Les enseignants et les institutions n’ont pas tardé à réagir, que ce soit pour saluer l’arrivée d’un nouvel outil à intégrer dans la boîte à outils pédagogique ou pour l’interdire en raison de la menace potentielle qu’il semblait pouvoir véhiculer. Le débat a fait rage dans la presse, mais aussi au sein des organismes internationaux. Des pétitions et des lettres ouvertes ont été signées. L’impact sur le marché du travail a été mesuré et certaines entreprises ont déjà commencé à remplacer une partie de leur personnel par l’IA.

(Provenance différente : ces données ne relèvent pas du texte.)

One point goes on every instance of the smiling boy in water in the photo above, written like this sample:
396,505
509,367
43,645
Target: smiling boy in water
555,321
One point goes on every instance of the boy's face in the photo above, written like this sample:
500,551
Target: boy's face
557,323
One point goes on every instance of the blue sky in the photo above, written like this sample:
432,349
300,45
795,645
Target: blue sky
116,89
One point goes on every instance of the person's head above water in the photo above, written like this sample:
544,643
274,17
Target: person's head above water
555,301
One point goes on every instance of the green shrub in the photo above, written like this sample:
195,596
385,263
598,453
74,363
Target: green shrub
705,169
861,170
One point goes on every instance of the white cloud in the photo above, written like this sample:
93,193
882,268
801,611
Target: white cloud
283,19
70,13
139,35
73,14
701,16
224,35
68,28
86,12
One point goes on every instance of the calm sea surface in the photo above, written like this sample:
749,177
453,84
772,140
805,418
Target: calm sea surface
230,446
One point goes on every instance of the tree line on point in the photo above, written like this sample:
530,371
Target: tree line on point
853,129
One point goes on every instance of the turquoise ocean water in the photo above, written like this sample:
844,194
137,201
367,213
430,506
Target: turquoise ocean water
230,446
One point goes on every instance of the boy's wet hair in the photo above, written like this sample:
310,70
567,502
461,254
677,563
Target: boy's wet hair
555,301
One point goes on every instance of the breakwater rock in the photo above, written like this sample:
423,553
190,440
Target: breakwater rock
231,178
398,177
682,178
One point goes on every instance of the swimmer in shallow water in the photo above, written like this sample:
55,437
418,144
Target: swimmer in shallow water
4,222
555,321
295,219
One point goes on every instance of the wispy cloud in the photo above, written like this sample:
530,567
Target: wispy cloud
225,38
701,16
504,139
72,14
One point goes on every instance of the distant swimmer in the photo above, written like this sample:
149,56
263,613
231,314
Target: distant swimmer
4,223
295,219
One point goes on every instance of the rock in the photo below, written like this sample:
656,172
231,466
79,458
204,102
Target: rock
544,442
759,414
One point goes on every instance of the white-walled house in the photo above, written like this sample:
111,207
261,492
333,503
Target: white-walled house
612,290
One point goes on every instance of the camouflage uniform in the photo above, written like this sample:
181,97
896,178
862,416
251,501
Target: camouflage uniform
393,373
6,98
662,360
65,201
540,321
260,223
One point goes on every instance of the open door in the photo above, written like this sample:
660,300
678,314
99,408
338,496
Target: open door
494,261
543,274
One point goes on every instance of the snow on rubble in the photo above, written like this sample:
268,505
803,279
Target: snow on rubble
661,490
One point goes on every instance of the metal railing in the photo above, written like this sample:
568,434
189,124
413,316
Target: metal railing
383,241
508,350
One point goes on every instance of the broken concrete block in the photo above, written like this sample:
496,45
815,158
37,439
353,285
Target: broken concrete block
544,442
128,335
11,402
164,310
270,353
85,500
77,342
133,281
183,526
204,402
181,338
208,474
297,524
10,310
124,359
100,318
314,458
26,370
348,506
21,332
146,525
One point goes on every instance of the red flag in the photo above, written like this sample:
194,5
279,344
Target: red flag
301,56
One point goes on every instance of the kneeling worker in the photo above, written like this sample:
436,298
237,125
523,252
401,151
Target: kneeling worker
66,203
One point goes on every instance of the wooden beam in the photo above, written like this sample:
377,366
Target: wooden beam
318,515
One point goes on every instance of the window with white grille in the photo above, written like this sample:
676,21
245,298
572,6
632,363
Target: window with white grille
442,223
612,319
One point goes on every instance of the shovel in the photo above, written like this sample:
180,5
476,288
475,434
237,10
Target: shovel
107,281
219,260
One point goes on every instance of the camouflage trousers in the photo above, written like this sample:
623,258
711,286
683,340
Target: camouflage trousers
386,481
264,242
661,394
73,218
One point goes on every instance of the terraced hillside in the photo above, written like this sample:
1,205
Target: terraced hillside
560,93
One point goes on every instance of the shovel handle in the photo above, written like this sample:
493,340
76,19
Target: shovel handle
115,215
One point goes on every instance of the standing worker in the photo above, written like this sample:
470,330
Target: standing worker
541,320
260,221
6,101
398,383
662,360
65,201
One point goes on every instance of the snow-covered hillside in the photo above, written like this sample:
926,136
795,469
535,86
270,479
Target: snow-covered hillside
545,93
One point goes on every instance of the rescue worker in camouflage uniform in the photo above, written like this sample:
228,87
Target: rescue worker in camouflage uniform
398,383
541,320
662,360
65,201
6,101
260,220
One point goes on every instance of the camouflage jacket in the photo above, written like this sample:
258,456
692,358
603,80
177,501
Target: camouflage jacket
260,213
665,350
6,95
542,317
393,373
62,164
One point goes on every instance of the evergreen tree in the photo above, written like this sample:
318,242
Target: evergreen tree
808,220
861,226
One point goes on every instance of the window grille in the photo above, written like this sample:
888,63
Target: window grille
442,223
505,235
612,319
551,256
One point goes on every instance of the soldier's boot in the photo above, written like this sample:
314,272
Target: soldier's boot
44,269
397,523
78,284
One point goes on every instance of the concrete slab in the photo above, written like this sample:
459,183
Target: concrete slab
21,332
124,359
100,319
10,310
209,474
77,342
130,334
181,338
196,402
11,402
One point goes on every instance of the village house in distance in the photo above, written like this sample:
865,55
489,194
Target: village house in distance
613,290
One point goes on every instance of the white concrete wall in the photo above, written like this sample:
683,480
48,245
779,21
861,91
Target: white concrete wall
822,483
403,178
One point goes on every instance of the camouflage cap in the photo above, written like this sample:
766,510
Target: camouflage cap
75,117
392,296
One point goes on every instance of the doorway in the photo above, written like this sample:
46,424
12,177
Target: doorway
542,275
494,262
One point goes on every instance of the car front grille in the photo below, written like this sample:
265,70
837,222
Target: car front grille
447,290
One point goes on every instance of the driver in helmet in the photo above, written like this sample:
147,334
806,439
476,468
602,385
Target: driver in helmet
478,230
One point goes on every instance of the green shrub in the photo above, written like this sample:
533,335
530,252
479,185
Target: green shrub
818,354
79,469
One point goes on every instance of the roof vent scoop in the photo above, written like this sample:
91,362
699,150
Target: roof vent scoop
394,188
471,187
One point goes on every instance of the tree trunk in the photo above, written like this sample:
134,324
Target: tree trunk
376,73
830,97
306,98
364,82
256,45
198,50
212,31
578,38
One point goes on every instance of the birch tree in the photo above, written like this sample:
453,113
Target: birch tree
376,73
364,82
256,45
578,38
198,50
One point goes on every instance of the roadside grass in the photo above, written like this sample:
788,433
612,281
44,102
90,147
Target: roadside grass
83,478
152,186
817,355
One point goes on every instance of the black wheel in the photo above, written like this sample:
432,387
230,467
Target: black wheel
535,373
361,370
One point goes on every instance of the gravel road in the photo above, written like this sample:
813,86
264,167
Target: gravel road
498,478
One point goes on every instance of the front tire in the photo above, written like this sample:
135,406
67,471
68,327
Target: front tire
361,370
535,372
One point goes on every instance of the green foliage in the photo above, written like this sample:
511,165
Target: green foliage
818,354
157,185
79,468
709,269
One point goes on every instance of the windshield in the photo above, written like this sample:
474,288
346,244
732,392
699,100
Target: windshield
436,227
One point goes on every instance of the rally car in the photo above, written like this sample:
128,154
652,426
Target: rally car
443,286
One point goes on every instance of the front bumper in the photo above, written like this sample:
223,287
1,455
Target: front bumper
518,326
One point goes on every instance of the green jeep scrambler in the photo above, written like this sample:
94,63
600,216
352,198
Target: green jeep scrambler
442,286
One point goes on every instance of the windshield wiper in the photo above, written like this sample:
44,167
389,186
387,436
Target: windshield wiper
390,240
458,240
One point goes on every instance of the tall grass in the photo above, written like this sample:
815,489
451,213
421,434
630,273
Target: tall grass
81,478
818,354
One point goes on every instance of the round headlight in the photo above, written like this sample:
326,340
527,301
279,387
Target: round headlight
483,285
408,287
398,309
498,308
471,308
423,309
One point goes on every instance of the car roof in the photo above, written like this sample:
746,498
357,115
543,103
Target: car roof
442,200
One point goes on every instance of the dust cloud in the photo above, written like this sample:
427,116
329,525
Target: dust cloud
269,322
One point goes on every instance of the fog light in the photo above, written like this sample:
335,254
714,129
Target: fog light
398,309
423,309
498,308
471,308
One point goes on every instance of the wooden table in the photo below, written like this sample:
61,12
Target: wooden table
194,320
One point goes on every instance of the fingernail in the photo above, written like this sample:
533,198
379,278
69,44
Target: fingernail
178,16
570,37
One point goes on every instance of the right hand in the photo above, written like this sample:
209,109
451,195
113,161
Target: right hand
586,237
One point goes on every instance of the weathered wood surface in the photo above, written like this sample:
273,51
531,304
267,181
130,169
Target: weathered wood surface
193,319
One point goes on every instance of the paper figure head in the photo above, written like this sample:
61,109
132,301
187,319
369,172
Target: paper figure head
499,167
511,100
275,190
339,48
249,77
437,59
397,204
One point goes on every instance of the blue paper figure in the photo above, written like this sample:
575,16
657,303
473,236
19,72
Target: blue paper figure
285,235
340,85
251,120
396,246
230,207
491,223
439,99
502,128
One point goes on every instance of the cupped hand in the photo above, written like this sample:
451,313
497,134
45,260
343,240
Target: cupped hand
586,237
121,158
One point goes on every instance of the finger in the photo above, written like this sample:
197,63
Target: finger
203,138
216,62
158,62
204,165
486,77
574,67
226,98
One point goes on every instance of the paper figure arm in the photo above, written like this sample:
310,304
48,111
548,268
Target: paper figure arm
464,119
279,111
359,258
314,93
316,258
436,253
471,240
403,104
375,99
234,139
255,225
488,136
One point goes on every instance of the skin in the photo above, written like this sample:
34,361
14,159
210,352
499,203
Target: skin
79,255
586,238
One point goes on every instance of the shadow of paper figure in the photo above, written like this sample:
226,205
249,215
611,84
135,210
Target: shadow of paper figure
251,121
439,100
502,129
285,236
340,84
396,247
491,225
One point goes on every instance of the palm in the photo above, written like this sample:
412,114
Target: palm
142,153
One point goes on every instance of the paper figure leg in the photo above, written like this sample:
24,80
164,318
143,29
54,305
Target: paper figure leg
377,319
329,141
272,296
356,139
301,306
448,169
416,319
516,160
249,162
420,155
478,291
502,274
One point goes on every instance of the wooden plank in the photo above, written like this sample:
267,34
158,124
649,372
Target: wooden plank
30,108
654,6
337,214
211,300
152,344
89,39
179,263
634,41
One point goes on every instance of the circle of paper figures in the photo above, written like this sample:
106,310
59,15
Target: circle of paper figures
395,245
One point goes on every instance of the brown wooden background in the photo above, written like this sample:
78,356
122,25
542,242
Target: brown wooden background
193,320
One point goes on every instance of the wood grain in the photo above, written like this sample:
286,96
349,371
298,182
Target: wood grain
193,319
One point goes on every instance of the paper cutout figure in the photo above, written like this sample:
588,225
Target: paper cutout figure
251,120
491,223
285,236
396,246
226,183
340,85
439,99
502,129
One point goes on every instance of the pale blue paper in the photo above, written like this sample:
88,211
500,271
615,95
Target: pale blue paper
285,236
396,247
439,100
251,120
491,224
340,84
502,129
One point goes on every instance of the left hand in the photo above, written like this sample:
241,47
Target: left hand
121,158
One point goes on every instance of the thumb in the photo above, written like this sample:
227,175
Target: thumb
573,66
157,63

Pour les auteurs de ce manuel, cela a suscité une question essentielle et a créé un défi, mais aussi une opportunité. La question qui se posait était celle que tout auteur d’un livre de technologie craint le plus. Mon livre est-il obsolète ? Il aurait pu s’agir de la plus brève espérance de vie jamais enregistrée pour un livre : quelques jours tout au plus. Le défi consistait alors à intégrer les nouveautés apportées par le tsunami ChatGPT dans la seconde édition. Et l’opportunité consistait à publier le livre au meilleur moment, à savoir quand il allait être vraiment nécessaire.

La question : l’importance assumée par l’IA Générative signifie-t-elle que le reste de l’IA est devenu inutile?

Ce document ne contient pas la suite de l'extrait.